The use of machine learning has allowed us to solve many of our problems. It can allow us to effectively manage bandwidth, possibly predict solar flares, automate the rooting out of weeds, and so much more. The ability to learn and experience the world much as humans do allows our machines to be better at the tasks we give them.
Sometimes, they're even better than humans are. US chemists have created a machine-learning algorithm that studies successful and failed experiments in order to beat humans at predicting ways to make crystals.
The study, which was reported in Nature, involved the creation of templated vanadium selenites: compounds of vanadium, selenium and oxygen, in which small organic molecules, such as amines, guide the arrangement of the elements.
To train the algorithm, it was fed data on nearly 4,000 attempts to make the crystals under different conditions such as temperature, concentration, reactant quantity and acidity. This involved transcribing data on failed "dark reactions" from the chemist's own lab notebooks into a format the machine recognizes and understands. Using this data, the machine was tasked with picking out principles that separated successful experiments from failures.
For their test, the researchers chose previously untried combinations of reactants, and then tried to predict the combination of reactant conditions that would be best to make selenite materials. The algorithm was able to give combinations that resulted in a crystalline product in 89% of around 500 cases. By comparison, the researchers' ten accumulated years of experience with the materials was successful only 78% of the time.

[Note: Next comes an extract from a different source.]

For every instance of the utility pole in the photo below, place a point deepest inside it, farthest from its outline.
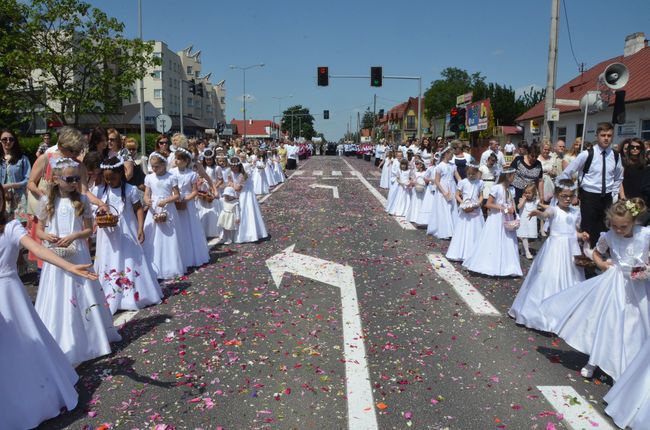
(552, 68)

The chemists then converted the results into a decision tree, or a series of makeshift rules that scientists can use for guidance in the lab, involving simple questions like "Is sodium present?" or "Is the pH greater or less than 3?"
To facilitate further study and to get more data, the team has set up a website, called the Dark Reactions Project, to encourage others to share—in a machine-readable format—their own failed attempts to make new crystals.
As Alex Norquist, a materials-synthesis researcher who participated in the study, observes, "Failed reactions contain a vast amount of unreported and unextracted information. There are far more failures than successes, but only the successes generally get published."